In today’s digital age, many apps and websites available to consumers leverage artificial intelligence (AI). These tools, often unbeknownst to consumers, collect, process, and analyze personal data. This data availability supports the expansion of AI-powered technologies and significantly impacts how businesses operate, how they employ data, and how consumers share it. So, how does AI-powered technology work?

AI is integrated into our daily lives, and its effectiveness relies on consuming vast amounts of data, including personal data, to develop and train the models supporting this technology. Unlike traditional software programming, which requires a programmer to write specific instructions for computer systems to perform and produce clear outcomes, AI algorithms need access to data to learn. The models gather data, sort it, understand patterns, and make decisions based on their learning.

The personal data that AI models can collect include text, voice, images, videos, biometrics, behaviors, and anything else shared through consumers interactions with technology. The data provided to these models may come from internet-connected devices, social media, third-party data brokers selling information to organizations, or internal tools developed by organizations creating AI models. These models are trained through the ongoing collection of data, including sometimes sensitive personal data. Depending on the AI model’s nature, they can track consumers’ preferences and habits continuously, identifying patterns to predict human behaviour.

Concerns about the use of AI

Consumers and regulators worldwide have raised several concerns about the use of AI and its potential privacy risks. In a 2024 KPMG survey, 63% of consumers expressed concerns about AI technology and their privacy. Major concerns include targeted scamming and phishing, bias and discrimination, and image and voice manipulation.

Regulators have launched investigations and even banned organizations from collecting and using personal data to train their AI models. For example, Clearview AI, a US technology company, violated Canadian privacy laws in 2021 after four Canadian privacy commissioners undertook an investigation of Clearview AI practices. The Federal Privacy Commissioner at the time, Daniel Therrien, stated, “What Clearview does is mass surveillance, and it is illegal; it is an affront to individuals’ privacy rights and inflicts broad-based harm on all members of society who find themselves continually in a police lineup.”

In 2023, the current Canadian Federal Privacy Commissioner, Philippe Dufresne, also launched an investigation into OpenAI, the parent company of ChatGPT. The report highlighted concerns about “the AI company’s collection, use, and disclosure of personal information without consent. Artificial intelligence and its effects on privacy are a top priority.” On a similar vein, countries such as Italy and China have banned the use of ChatGPT.

Privacy is paramount in the context of AI technologies

The importance of privacy cannot be overstated, given how AI technology consumes data and how the AI model’s learning may impact individuals. Privacy risks related to AI go beyond the known impacts of a typical privacy breach. Individuals are at risk of manipulation when AI tools learn their preferences and behaviors. Unauthorized data collection and use may damage an individual’s reputation or inflict emotional or physical harm, such as in cases of mistaken identity. AI development and training must be done ethically, professionally, legally, and compliantly.

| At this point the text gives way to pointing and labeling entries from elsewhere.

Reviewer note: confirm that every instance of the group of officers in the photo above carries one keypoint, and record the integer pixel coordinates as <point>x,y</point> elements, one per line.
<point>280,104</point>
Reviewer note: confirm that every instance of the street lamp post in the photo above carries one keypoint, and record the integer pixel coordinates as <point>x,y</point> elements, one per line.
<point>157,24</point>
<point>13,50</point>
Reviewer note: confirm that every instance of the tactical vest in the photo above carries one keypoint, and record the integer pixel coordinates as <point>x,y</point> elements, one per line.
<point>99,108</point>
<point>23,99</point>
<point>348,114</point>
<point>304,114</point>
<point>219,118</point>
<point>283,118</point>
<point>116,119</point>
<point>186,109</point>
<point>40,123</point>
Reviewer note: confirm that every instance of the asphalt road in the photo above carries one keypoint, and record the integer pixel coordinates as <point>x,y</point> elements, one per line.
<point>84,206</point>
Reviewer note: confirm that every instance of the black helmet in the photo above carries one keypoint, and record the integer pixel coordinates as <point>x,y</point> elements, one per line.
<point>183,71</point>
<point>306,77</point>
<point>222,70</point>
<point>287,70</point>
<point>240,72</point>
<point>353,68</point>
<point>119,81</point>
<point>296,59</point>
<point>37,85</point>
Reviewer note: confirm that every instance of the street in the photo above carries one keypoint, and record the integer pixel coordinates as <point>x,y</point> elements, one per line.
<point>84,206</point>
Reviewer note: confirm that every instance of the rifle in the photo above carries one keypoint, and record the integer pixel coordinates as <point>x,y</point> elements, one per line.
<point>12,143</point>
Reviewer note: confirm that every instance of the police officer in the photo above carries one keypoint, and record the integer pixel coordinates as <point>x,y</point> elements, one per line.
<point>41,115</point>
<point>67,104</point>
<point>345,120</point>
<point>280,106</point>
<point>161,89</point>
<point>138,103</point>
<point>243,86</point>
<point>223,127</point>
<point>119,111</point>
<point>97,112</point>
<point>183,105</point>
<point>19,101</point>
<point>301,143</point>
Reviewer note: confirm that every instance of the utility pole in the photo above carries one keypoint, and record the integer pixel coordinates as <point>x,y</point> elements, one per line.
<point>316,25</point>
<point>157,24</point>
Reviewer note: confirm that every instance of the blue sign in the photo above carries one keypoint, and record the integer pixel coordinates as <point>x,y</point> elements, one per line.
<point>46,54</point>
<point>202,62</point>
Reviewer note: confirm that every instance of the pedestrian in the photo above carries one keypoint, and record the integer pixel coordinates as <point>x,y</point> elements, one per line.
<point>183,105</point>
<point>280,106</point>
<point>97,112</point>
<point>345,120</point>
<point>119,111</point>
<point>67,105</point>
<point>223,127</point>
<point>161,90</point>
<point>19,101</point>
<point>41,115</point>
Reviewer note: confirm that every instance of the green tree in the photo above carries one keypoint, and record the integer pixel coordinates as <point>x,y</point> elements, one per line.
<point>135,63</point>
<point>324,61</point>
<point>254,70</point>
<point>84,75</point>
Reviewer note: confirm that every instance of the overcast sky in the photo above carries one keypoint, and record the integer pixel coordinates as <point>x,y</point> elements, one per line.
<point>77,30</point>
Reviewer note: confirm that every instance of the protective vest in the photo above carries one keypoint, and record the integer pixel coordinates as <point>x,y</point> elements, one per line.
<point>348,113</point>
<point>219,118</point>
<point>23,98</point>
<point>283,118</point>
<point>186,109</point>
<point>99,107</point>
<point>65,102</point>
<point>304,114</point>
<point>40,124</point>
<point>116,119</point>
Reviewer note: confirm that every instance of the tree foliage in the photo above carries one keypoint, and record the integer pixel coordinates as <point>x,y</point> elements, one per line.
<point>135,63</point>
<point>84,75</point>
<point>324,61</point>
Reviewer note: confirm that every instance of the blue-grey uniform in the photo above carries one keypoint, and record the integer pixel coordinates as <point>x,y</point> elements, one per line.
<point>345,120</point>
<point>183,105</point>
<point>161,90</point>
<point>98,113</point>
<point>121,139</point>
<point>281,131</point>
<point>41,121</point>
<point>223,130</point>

Organizations must appropriately govern AI technology development to avoid risks such as losing customer trust, damaging their reputation, or facing legal and regulatory consequences for inappropriate use of these tools.

The Privacy-First approach to AI development and governance

Organizations can take several initial steps to develop privacy-friendly AI models that comply with regulations:

  • Understand the data you have and need: Knowing what data is currently available avoids duplication and lowers the risk of data breaches. Understanding what data is needed allows for proactive planning within privacy law boundaries.
  • Map the data flow in AI models: This helps understand the inputs and outputs of models, that allow the organization to identify potential threats, unauthorized access, and manipulation.
  • Conduct ongoing risk assessments and testing: Identifying “what can go wrong” in any specific scenario before it occurs allows for the implementation of mitigation strategies in case of mistakes, because mistakes will certainly happen.
  • Train your staff: Provide privacy and ethical AI training to ensure everyone takes a “privacy-first” approach in the development of AI models.

Where do we go from here?

AI technology is powerful and unprecedented, and it is here to stay. Used ethically, it can positively transform our lives in unimaginable ways. It is exciting and promising. However, with great power comes great responsibility. It is up to us, as industry leaders, to ensure these tools are used for the greater good without infringing on the rights of the individuals we serve.